Having context is paramount to understanding what the Pacific Islands are like. The same countries that tend to judge Kiribati harshly have caused the problems facing the people here (such as climate change and the poverty that was left in the wake of colonization). It is unfair for westerners to criticize Kiribati for the ways they’re using their limited resources to surviving challenges that were forced upon them through no fault of their own.
The people in Kiribati are nothing if not resilient. We had a lot of logistics to organize when we first arrived, which meant that we spent most of our first day driving up and down the one paved road connecting the islands in South Tarawa. It’s immediately evident, even from the plane, that Tarawa is battling against climate change; land is limited, sand bags and sea walls line the coastlines, and road construction projects to fortify the main road have been happening for years. We also saw the products of a mangrove planting project, which will help to protect the coastline from erosion caused by rising sea levels and waves. There is even a recycling program in Tarawa, no small feat for a small island that has to ship their trash elsewhere, and Erietera, who works for Kiribati’s fisheries program and is joining us on our dives, told us about an initiative in his village to ban all plastics. I’ve not heard of any programs like this elsewhere in the Pacific, and the Kiribati people are rightfully proud of their hard work.

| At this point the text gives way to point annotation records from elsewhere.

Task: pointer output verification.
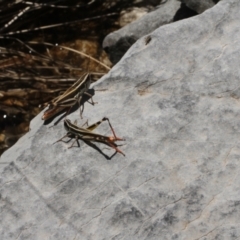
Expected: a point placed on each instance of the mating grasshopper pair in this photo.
(69, 98)
(86, 134)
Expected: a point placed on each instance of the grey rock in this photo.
(175, 98)
(118, 42)
(200, 5)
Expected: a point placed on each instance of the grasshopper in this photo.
(69, 98)
(87, 135)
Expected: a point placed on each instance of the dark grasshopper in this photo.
(69, 98)
(87, 135)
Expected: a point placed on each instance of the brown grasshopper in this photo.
(69, 98)
(87, 135)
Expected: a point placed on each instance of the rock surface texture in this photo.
(175, 97)
(118, 42)
(200, 5)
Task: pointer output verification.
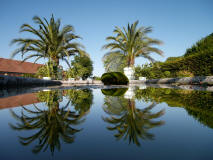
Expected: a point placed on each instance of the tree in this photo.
(81, 67)
(132, 42)
(49, 41)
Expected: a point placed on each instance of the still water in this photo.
(117, 123)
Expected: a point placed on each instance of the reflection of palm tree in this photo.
(129, 121)
(80, 99)
(52, 124)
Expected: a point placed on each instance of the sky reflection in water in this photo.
(149, 123)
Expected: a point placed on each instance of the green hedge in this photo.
(114, 91)
(114, 78)
(197, 61)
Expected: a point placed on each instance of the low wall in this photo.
(12, 81)
(98, 82)
(199, 80)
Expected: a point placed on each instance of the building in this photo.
(17, 68)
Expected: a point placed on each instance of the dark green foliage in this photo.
(114, 91)
(115, 78)
(198, 61)
(82, 67)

My advisor is fond of talking about how much people in Kiribati love to laugh, and I’ve found that to be true in the most delightful ways. As a woman, it can be challenging to do fieldwork in the Pacific Islands, some of which are very conservative (here, we need to keep our legs covered above the knees and have to wear shirts that cover our shoulders, even while on the boat and in the water). While it doesn’t erase or minimize the difficulties, being able to joke with the people we are working with (all of whom are men, although there have been women doing diving work for the fisheries department in the past) helps to break the ice.
I’ve only been here for a few days and I’m still getting my bearings, but it’s been a lot of fun so far. We did our first day of diving yesterday, and it went relatively smoothly, despite a few minor mishaps (but it always takes a day or two to get the swing of things). I’ll post more about the science we’re doing soon, if you’re curious — there’s a lot more going on this trip than what we did in the Marshall Islands, and I’m pretty excited about what we’ll learn. In the meantime, I’m enjoying the opportunity to explore and get to know Tarawa and all the wonderful people we’re having the chance to meet!